Ich denke oft an Zawieprzyce. Wie schön kann es auf dem Land, in freier Natur sein. Achtzehn Jahre und Marek ist immer noch bei mir.
Es schneit in dichten Flocken, und mir fällt mal wieder Bauer Iwan aus »Schneeflöckchen« ein. Jede Freude hat ein Ende, aber auch der Kummer …
Mittwoch, 3. Februar
An Cousine Henriette
Jetzt bin ich seit einem Monat hier im Hause Z. Ich habe also Zeit gehabt, mich an die neue Umgebung zu gewöhnen.
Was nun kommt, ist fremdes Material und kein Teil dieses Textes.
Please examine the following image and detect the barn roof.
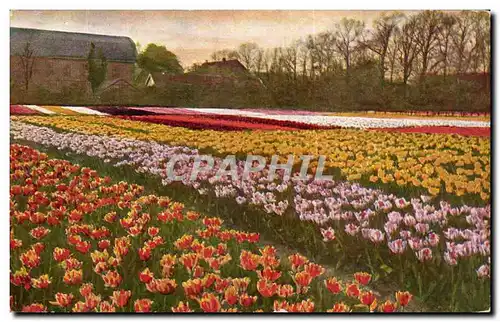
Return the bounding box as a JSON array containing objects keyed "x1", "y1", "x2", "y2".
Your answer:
[
  {"x1": 10, "y1": 27, "x2": 137, "y2": 63},
  {"x1": 201, "y1": 59, "x2": 246, "y2": 70}
]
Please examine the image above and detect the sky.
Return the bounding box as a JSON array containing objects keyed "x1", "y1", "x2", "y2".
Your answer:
[{"x1": 10, "y1": 10, "x2": 420, "y2": 67}]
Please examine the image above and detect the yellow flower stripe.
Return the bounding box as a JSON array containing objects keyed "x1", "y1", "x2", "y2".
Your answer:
[
  {"x1": 42, "y1": 105, "x2": 80, "y2": 115},
  {"x1": 325, "y1": 112, "x2": 491, "y2": 122},
  {"x1": 12, "y1": 116, "x2": 490, "y2": 200}
]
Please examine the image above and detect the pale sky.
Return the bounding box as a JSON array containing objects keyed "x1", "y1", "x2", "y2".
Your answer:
[{"x1": 10, "y1": 10, "x2": 420, "y2": 67}]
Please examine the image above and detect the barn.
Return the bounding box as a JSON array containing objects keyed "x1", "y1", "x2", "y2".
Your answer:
[{"x1": 10, "y1": 28, "x2": 137, "y2": 95}]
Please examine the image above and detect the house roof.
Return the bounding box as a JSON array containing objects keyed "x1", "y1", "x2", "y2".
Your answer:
[
  {"x1": 97, "y1": 78, "x2": 140, "y2": 94},
  {"x1": 10, "y1": 27, "x2": 137, "y2": 63},
  {"x1": 201, "y1": 59, "x2": 246, "y2": 70}
]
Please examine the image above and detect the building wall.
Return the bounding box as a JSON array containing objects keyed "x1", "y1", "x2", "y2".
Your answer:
[{"x1": 10, "y1": 56, "x2": 134, "y2": 94}]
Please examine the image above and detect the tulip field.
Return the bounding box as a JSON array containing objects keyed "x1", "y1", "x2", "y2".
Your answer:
[{"x1": 10, "y1": 105, "x2": 491, "y2": 313}]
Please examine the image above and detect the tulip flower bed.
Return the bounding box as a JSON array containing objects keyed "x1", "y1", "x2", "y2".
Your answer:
[
  {"x1": 10, "y1": 105, "x2": 40, "y2": 115},
  {"x1": 117, "y1": 114, "x2": 338, "y2": 131},
  {"x1": 179, "y1": 108, "x2": 490, "y2": 129},
  {"x1": 10, "y1": 144, "x2": 418, "y2": 312},
  {"x1": 114, "y1": 115, "x2": 302, "y2": 131},
  {"x1": 11, "y1": 122, "x2": 491, "y2": 310},
  {"x1": 13, "y1": 116, "x2": 490, "y2": 204},
  {"x1": 376, "y1": 126, "x2": 491, "y2": 137}
]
Bisher geht es mir recht gut. Herr und Frau Z. sind sehr nette Leute. Mit der ältesten Tochter, der achtzehnjährigen Bronka, habe ich eine richtige Freundschaft angeknüpft, die sehr dazu beiträgt, mir das Leben angenehm zu gestalten. Meine Schülerin, die zehnjährige Andzia, ist ein gelehriges Kind, aber sehr verwöhnt und undiszipliniert. Schließlich aber kann man nichts Vollkommenes erwarten.
Maria als Hauslehrerin in Szczuki
… Stell’ Dir vor, daß ich schon eine Woche nach meiner Ankunft auf gar nicht freundliche Weise ins Gerede kam, weil ich wagte, die Einladung zu einem Ball abzulehnen. Es hat mir aber wenig leid getan, denn Herr und Frau Z. sind von diesem Fest um ein Uhr mittags nach Hause gekommen …
Auch bei uns hat es einen Ball gegeben. Ich habe mit viel Vergnügen manche Gäste beobachtet, die der Feder eines Karikaturisten wert wären. Die jungen Leute sind herzlich wenig interessiert; die Mädchen sind Gänse, die den Mund nicht aufmachen, oder sie sind im höchsten Maß aufreizend. Es soll auch gescheitere geben. Bisher aber schien mir meine Bronka eine seltene Perle an gesundem Verstand und Lebensklugheit.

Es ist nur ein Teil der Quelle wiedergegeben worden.